Os seguranças
O crescimento acelerado das seguranças privadas é um dos traços distintivos do aparelho repressivo actual
João Bernardo — 25 Dezembro 2007
Em qualquer corredor, à saída de qualquer elevador, junto a qualquer porta, deparamos com eles, bíceps grandiosos, boina à banda e óculos espelhados − os seguranças. O seu crescimento acelerado é um dos traços distintivos do aparelho repressivo actual.
Nos meados da década de 1980 as despesas de segurança privada ascendiam nos Estados Unidos a 22.000 milhões de dólares por ano, enquanto se limitavam a 14.000 milhões de dólares por ano as despesas públicas de policiamento, e as cifras correspondentes eram 90.000 milhões de dólares e 40.000 milhões de dólares nos meados da década de 1990. As cerca de 10.000 empresas de segurança privadas existentes nos Estados Unidos nos meados da década de 1980 ocupavam mais de um milhão de pessoas, aproximadamente o dobro das empregues pelas polícias oficiais; dez anos mais tarde o número de agentes de segurança privados constituía já cerca do triplo do número de polícias, montando a mais de um milhão e meio. Praticamente por todo o mundo passou a haver mais agentes de segurança privados do que membros da polícia. Em 1997, no Canadá e na Austrália os efectivos da segurança privada correspondiam ao dobro dos da polícia oficial, enquanto na Rússia se tinham tornado pelo menos dez vezes superiores.
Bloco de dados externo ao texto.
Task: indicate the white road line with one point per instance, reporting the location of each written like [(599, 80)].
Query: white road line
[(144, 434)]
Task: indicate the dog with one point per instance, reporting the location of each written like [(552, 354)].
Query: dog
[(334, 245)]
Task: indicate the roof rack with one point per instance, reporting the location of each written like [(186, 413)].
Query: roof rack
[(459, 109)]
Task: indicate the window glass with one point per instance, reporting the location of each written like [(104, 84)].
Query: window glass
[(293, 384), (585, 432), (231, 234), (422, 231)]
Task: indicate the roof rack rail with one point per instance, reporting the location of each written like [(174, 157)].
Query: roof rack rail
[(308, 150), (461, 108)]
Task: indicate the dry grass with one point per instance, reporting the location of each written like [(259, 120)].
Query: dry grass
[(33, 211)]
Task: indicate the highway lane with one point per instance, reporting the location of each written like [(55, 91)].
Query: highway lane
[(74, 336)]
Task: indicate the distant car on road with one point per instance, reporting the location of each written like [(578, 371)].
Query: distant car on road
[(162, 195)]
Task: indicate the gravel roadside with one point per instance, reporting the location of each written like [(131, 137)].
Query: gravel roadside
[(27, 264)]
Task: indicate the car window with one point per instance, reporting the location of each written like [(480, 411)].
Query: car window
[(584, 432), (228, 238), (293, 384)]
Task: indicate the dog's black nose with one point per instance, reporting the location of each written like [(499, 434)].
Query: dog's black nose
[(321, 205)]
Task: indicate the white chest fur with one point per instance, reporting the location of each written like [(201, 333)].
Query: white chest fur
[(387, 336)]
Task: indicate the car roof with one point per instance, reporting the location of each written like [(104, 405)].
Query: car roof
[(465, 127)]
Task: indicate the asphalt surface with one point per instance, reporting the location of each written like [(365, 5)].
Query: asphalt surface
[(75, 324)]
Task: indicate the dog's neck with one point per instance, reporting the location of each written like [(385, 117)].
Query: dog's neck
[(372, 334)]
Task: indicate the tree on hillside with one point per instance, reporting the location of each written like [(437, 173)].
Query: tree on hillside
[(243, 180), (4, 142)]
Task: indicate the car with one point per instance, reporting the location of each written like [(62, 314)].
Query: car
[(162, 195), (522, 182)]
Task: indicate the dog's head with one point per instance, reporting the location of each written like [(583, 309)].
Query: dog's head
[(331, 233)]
No Reino Unido existiam cerca de 80.000 agentes de segurança privados em 1971, o seu número ultrapassou o dos polícias oficiais nos meados da década de 1980, e em 1997 contavam-se 300.000, o que correspondia a cerca do dobro dos efectivos da polícia oficial.
Estes são os que vemos, mas há ainda os que nos vêem a nós sem que nós os vejamos a eles. As câmaras de vigilância electrónica são hoje um componente tão usual da paisagem urbana que apesar dos letreiros que apelam para sorrir − por que não rir! − já quase não damos por elas. Muitos destes dispositivos, dentro das lojas, por exemplo, são directamente operados por firmas de segurança privadas, mas como em numerosos países, se não mesmo em todos, as polícias oficiais subcontratam uma grande parte da fiscalização electrónica que está a seu cargo, o papel desempenhado pelas firmas privadas torna-se ainda mais considerável.
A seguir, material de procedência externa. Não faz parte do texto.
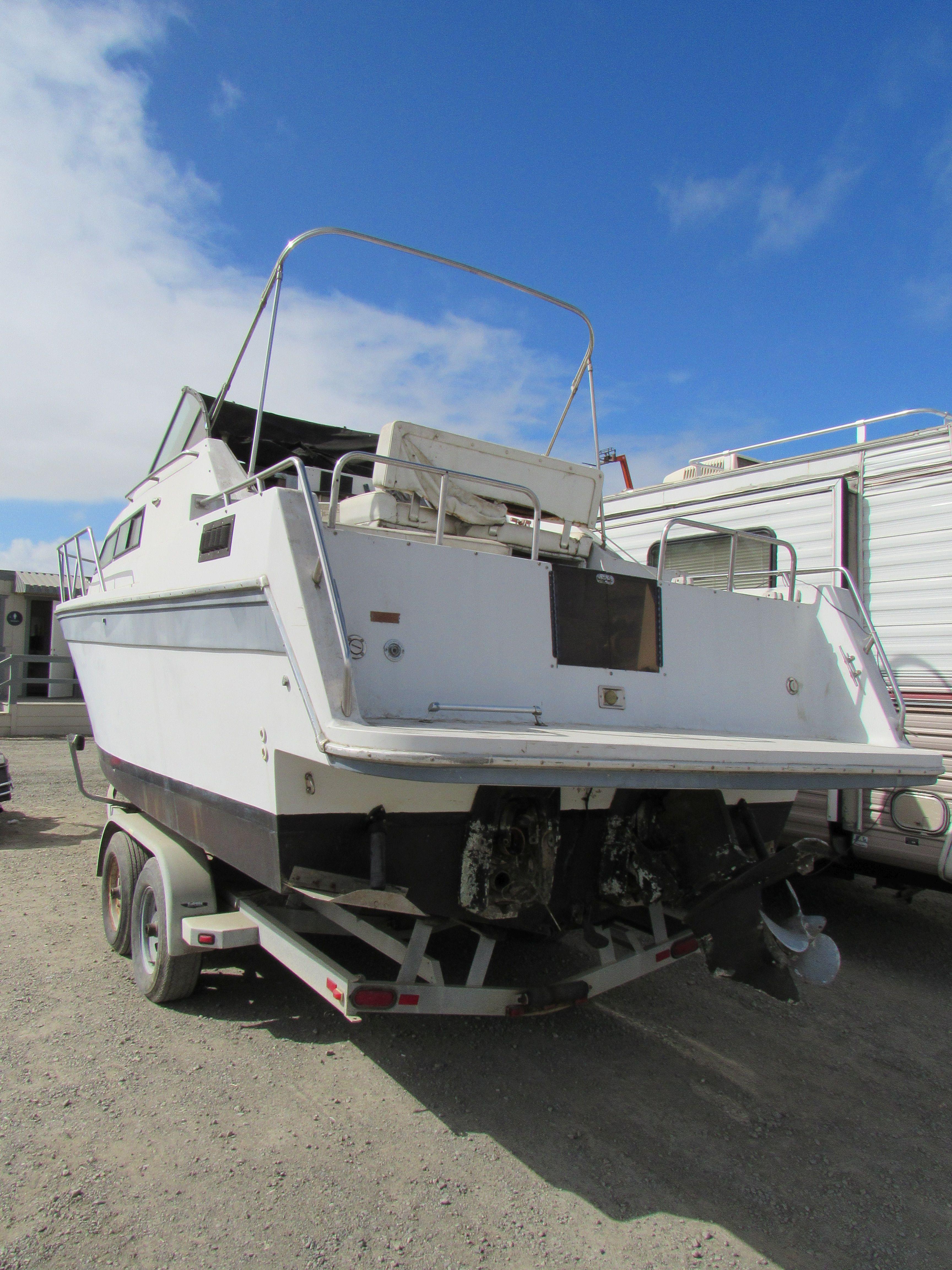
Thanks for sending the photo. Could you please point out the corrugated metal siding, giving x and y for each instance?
(907, 557)
(808, 817)
(928, 730)
(804, 517)
(907, 454)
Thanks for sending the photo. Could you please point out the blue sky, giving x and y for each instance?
(753, 204)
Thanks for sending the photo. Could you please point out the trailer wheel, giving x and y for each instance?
(158, 976)
(122, 864)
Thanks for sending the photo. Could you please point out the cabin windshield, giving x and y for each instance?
(319, 445)
(188, 425)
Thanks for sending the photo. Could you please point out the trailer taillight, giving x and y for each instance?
(374, 999)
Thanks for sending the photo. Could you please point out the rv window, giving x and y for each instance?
(705, 558)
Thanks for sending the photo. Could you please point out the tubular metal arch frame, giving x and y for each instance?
(275, 285)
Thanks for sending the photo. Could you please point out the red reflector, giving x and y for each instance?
(380, 999)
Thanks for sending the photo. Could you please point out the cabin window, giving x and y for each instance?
(216, 540)
(704, 559)
(606, 620)
(125, 539)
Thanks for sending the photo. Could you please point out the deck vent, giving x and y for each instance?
(216, 540)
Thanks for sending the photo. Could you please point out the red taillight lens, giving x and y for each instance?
(374, 999)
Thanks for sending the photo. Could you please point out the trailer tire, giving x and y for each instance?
(158, 976)
(124, 862)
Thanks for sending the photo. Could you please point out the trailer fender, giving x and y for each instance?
(187, 876)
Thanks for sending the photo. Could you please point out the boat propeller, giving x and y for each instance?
(800, 944)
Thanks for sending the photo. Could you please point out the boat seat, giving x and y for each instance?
(381, 508)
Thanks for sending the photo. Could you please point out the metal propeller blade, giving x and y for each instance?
(791, 935)
(821, 963)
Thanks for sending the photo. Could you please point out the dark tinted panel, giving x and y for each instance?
(607, 620)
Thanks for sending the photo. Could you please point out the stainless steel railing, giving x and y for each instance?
(347, 696)
(14, 684)
(445, 474)
(874, 638)
(74, 578)
(735, 535)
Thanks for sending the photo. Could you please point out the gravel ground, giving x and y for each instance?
(681, 1121)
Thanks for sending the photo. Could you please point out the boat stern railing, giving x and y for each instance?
(74, 576)
(735, 535)
(872, 639)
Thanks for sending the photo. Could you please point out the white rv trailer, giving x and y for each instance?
(883, 510)
(386, 685)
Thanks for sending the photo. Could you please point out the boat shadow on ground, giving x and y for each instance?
(796, 1128)
(21, 832)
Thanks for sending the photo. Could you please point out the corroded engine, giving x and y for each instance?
(527, 862)
(511, 853)
(667, 846)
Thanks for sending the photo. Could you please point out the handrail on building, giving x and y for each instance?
(859, 425)
(74, 581)
(12, 666)
(445, 474)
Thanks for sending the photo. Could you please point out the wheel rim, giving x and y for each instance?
(149, 930)
(113, 886)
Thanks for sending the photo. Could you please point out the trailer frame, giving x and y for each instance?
(202, 916)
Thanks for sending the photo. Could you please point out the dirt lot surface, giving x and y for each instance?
(682, 1122)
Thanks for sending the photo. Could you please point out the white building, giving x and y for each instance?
(39, 691)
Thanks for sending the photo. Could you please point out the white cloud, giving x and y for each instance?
(931, 299)
(692, 201)
(784, 216)
(30, 557)
(788, 219)
(226, 99)
(111, 302)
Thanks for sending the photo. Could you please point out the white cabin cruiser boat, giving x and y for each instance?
(405, 676)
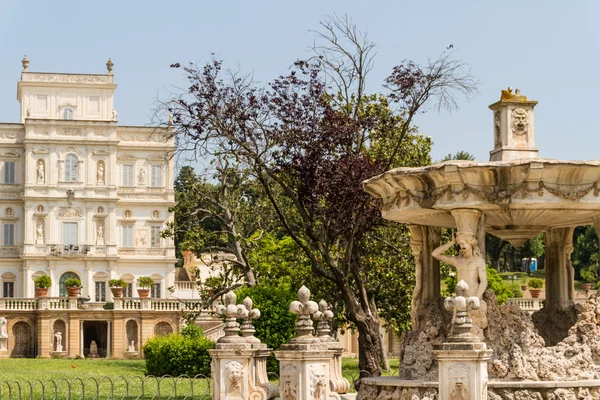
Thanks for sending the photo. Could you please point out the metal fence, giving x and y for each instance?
(143, 388)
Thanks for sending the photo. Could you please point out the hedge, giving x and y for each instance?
(179, 354)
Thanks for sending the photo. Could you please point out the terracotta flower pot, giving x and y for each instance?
(586, 286)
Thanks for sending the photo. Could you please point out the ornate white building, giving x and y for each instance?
(80, 196)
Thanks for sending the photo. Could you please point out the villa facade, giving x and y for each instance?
(81, 196)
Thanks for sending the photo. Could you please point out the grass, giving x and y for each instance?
(100, 379)
(109, 379)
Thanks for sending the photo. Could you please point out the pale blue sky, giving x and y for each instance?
(548, 49)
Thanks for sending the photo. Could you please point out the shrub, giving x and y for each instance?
(43, 282)
(536, 283)
(178, 355)
(276, 324)
(495, 282)
(144, 282)
(516, 290)
(588, 275)
(119, 283)
(73, 282)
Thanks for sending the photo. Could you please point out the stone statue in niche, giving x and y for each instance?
(41, 172)
(142, 176)
(520, 122)
(94, 349)
(459, 392)
(100, 173)
(3, 332)
(39, 232)
(233, 371)
(469, 264)
(318, 382)
(497, 134)
(58, 337)
(289, 391)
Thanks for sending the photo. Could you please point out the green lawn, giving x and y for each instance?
(101, 379)
(108, 378)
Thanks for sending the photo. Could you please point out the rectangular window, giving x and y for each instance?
(9, 289)
(128, 291)
(127, 236)
(155, 292)
(127, 175)
(156, 176)
(155, 236)
(9, 172)
(100, 291)
(9, 234)
(70, 236)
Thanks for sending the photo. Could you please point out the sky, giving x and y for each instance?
(548, 49)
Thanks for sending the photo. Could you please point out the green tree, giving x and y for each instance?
(311, 139)
(460, 155)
Além disso, existem países onde as firmas privadas passaram da recolha passiva de informação para a recolha activa, ou seja, dando às coisas os verdadeiros nomes, para a tortura. Depois do escândalo mundial provocado pelos maus tratos que os carcereiros norte-americanos infligiram a muitos presos no Iraque, o governo dos Estados Unidos decidiu subcontratar os interrogatórios, já que as empresas de segurança privadas não obedecem às convenções de Genebra, nem aliás a convenções algumas.
De vez em quando os jornais noticiam que, num ou noutro país, deputados ou representantes de partidos da oposição defendem a criação de órgãos para fiscalizar a actuação da polícia e dos serviços de informação e proteger os cidadãos da curiosidade excessiva das forças de segurança públicas. Pois, pois. E quem nos protege das privadas?
Comentários dos leitores
•murcon 26/12/2007, 20:20
Mas isso é nas ditaduras.Tou a falar bem?
•Paulo Marques 6/1/2008, 3:21
O pior é que não só nas ditaduras. Em qualquer país. Assisti recentemente uma empresa utilizar seguranças privados para surrar trabalhadores grevistas....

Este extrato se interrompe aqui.